In This E-Update:


Another Favorable Decision On Meal and Rest Period Rules

October 29, 2008

Summary 

Yesterday, the California Court of Appeal in Los Angeles issued a published opinion in the case of Brinkley v. Public Storage, Inc.  The Brinkley case involved class allegations of meal and rest period violations, and pay stub violations.  The opinion largely followed the standards previously set forth in Brinker, which were discussed in two previous E-Updates on July 22, 2008 and October 22, 2008.  The new Brinkley decision comes less than one week after the California Supreme Court granted review in Brinker

Details

Like the Brinker opinion, the Brinkley court held that California employers must only make meal breaks available to employees, and are not obligated to ensure that employees actually take their meal breaks.  The court also found in favor of the employer on the rest break claims because the employer made rest breaks available to its employees.

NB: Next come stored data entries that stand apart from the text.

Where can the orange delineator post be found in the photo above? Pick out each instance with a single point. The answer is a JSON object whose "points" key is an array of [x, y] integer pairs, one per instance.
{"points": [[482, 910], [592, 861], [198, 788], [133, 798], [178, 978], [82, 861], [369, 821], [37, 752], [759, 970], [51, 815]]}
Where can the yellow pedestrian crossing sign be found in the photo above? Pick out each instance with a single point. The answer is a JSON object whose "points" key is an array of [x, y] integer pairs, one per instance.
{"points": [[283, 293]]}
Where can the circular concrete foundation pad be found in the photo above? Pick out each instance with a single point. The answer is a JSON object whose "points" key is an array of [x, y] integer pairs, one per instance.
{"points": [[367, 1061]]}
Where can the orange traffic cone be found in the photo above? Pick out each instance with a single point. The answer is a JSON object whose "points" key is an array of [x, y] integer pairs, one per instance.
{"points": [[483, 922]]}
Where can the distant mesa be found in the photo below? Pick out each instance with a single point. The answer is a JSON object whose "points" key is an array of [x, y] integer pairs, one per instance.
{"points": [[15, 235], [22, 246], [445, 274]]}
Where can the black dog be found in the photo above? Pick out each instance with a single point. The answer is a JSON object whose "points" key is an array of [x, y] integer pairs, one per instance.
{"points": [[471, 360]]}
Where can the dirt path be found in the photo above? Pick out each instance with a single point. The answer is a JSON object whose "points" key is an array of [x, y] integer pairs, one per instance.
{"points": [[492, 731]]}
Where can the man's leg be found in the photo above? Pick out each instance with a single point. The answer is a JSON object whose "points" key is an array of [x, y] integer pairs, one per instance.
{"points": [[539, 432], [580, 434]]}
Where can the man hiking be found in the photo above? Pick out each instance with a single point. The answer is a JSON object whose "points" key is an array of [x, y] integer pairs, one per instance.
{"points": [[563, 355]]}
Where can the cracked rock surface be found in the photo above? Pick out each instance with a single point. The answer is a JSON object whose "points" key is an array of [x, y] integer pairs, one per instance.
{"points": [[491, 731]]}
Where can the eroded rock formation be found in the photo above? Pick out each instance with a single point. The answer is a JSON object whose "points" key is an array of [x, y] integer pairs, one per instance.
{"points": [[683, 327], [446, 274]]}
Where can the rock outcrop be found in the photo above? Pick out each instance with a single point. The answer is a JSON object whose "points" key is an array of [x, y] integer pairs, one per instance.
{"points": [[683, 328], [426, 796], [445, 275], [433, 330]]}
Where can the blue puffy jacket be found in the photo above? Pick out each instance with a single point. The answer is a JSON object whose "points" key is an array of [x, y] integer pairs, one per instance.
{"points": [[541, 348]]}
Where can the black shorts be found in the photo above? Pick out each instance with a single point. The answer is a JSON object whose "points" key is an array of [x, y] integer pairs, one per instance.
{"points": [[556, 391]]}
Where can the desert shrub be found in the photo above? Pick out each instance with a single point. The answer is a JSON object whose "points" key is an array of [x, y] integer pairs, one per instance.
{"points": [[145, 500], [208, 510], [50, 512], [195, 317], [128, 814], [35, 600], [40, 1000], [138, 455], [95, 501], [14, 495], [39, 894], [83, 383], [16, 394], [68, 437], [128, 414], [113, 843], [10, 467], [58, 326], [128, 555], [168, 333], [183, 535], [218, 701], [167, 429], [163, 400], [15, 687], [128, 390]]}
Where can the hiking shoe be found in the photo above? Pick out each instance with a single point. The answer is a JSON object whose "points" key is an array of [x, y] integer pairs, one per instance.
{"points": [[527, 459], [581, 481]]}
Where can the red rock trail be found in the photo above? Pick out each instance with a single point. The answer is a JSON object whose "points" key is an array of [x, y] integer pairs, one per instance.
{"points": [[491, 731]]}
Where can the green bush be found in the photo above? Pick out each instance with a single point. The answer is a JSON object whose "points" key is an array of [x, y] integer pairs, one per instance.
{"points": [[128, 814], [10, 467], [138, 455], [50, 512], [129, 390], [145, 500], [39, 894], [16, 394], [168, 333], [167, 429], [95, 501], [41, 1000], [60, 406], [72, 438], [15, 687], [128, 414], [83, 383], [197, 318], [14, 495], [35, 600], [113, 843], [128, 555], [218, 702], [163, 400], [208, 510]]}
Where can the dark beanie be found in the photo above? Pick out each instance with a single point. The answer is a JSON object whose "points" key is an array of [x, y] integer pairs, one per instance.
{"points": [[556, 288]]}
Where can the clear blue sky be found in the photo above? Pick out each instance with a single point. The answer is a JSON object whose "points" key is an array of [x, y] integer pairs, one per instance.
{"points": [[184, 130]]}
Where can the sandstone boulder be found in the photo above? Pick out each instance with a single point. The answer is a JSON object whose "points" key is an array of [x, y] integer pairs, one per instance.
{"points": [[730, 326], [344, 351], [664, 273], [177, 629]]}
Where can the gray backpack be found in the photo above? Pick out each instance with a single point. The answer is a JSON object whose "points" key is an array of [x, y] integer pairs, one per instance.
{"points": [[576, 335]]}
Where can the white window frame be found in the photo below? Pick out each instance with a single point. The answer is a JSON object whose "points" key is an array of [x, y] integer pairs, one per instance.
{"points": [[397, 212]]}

Regarding the claim for inaccurate pay stubs, the court found for the employer because there was no evidence that the employer knowingly and intentionally failed to comply with the pay stub requirements in the California Labor Code.  The court also noted that an employee must suffer an injury as a result of a pay stub error in order to bring this type of claim.

What This Means

As a new published opinion, the Brinkley decision is good law and may be cited as authority in California courts.  However, given the California Supreme Court’s recent grant of review of the Brinker case, there is a good chance that this case will be appealed in the near future and may be depublished while the Supreme Court reviews Brinker.  While the Brinkley case joins a growing list of opinions regarding meal and rest breaks that are favorable to employers, the issue will remain unsettled until the Supreme Court rules in Brinker.  In the meantime, employers should continue to vigorously enforce their meal and rest break policies until these issues are finally resolved.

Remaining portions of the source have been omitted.